Performance Guidelines

Use the following guidelines for optimal performance:
  • Creating a large number of roles in Sentry can slow all aspects of Sentry performance. Use 5,000 or fewer roles for best performance.
  • Set the HMS heap size to at least 10 GB. This is required because by default, Sentry uses 12 connections to communicate with HMS. To verify the HMS heap size, open the Hive service, click the Configuration tab, and search for the Java Heap Size of Hive Metastore Server in Bytes property.
  • Cloudera recommends that for each Sentry host, you have 2.25 GB memory per million objects in the Hive database. Hive objects include servers, databases, tables, partitions, columns, URIs, and views.

    Make sure that the JVM heap size is set to a value that is appropriate for the memory requirements. You can check the heap size in Cloudera Manager. Open the Sentry service, click the Configuration tab, and search for the Java Heap Size of Sentry Server in Bytes property. Set that property to the maximum size for the Java process heap memory.

    The amount of memory that Sentry requires increases linearly as the number of objects in the Hive database increases. The graph below shows the memory required for Sentry based on the number of Hive objects.

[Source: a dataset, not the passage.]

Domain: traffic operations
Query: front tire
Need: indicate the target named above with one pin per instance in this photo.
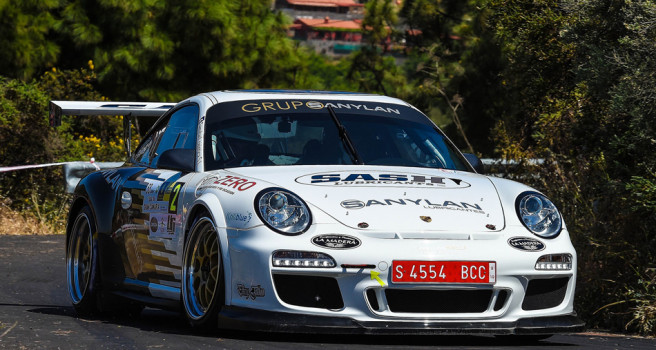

    Sentry Memory Usage Based on Hive Objects

  • You can configure the number of notifications Sentry fetches from HMS at a time to reduce the overhead of getting all HMS notifications at once. This is especially useful when running large DDL jobs. To configure the number of notifications, open the Sentry service in Cloudera Manager and view the Configuration tab. Search for the Sentry Service Advanced Configuration Snippet (Safety Valve) for sentry-site.xml property. Click the plus sign (+) to add a new parameter. In the Name field, enter sentry.hms.fetch.size. In the Value field, enter the number of events that you want Sentry to fetch at a time. For example, if Sentry needs to fetch 1,000 events, you can enter 100 in the Value field, and Sentry will fetch 100 events 10 times instead of all 1,000 events in the same fetch.